Daniel Ayala Contreras (*) | 31/08/2021 08:30

Em anos recentes, a antropóloga Veena Das tem aportado novas interpretações ao estudo de sujeitos e coletividades atravessados por eventos violentos. Das, que estuda episódios de violência na Índia e no Paquistão e trabalha principalmente com mulheres sobreviventes, empreende a tarefa de tentar compreender a vida cotidiana das localidades em que esses eventos tiveram lugar, ao prestar atenção aos modos de lidar com suas consequências, em particular ao tipo de trauma que a violência imprime no ser; na tentativa de colocar o conhecimento antropológico como receptivo ao problema do sofrimento.

Um dos seus principais aportes se encontra na reflexão a respeito do esforço de recuperação de si mesmo por parte de coletividades e indivíduos que foram vítimas de violência. À pergunta como pode redimir-se a vida para essas pessoas?, ela responde que as vítimas podem apropriar-se do espaço devastado ao invés de escapar dele, reocupando-o em um gesto de luto a partir do seu presente. Nessa reocupação, aponta, os signos da injúria podem ser transformados em maneiras de devir em sujeitos. Para os sobreviventes dos episódios violentos que estuda, a vida foi recuperada através de ações do cotidiano, o que no seu conhecido trabalho Life and words chamou de “descida ao ordinário”.

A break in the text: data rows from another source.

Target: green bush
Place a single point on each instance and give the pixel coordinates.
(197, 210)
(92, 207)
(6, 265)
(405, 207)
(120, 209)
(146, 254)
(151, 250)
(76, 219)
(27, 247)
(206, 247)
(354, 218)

Para a fortuna dos interessados, em 2020 a Editora da Unifesp publicou pela primeira vez um livro completo em português da autora, Vida e palavras: a violência e sua descida ao ordinário, no qual aprofunda esta e outras questões. A obra da antropóloga indiana mostra que encarar as violências que atentam contra a vida mesma, pensando no que as coletividades serão ou deveriam ser no futuro, não necessariamente conduz à recuperação da vida. Ao invés disso, ela destaca as tentativas dos sobreviventes de retomar as tarefas cotidianas de sobreviver, como ter um local para abrigar-se, enviar os filhos à escola e, no geral, realizar o trabalho de todos os dias sem temor. Ela propõe que a criação de si mesmo passa pela construção cuidadosa de uma vida através dos esforços por fazer do cotidiano um espaço mais habitável. Trata-se de um forjar-se a si mesmo no cenário do comum.

Partindo dos seus postulados, tornar habitável o cotidiano é, então, uma maneira de afirmar a existência. Com isso, Das problematiza o impulso teórico de pensar a agência como um escape do ordinário. Nessa preocupação, é possível traçar uma ponte com os postulados recentes do professor, pesquisador e historiador mexicano Federico Navarrete sobre as histórias dos povos indígenas, verdadeiros sobreviventes da violência colonialista, que compõem experiências localizadas em contextos distintos dos estudados por Das, mas fazem eco dos seus aportes.

Embora crítico tanto dos discursos oficiais e acadêmicos sobre a história do México, que identifica como sustentados numa perspectiva racista, Navarrete problematiza a noção da resistência indígena como eixo principal das relações entre as realidades ameríndias e europeias. Esta visão destaca o impacto brutal da colonização europeia mas, ao mesmo tempo, a continuidade das sociedades indígenas e suas formas de vida desde tempos pré-colombianos, no intuito de demonstrar que esses povos são os verdadeiros protagonistas da história da América. Ele argumenta que, na verdade, esses relacionamentos são mais complexos: para compreender sua natureza, propõe partir da premissa de que a história do mundo é a soma das histórias de múltiplos mundos socionaturais, cujas interações não podem ser reduzidas a uma só realidade com uma história única. É o que nos últimos anos vem chamando de cosmo-história.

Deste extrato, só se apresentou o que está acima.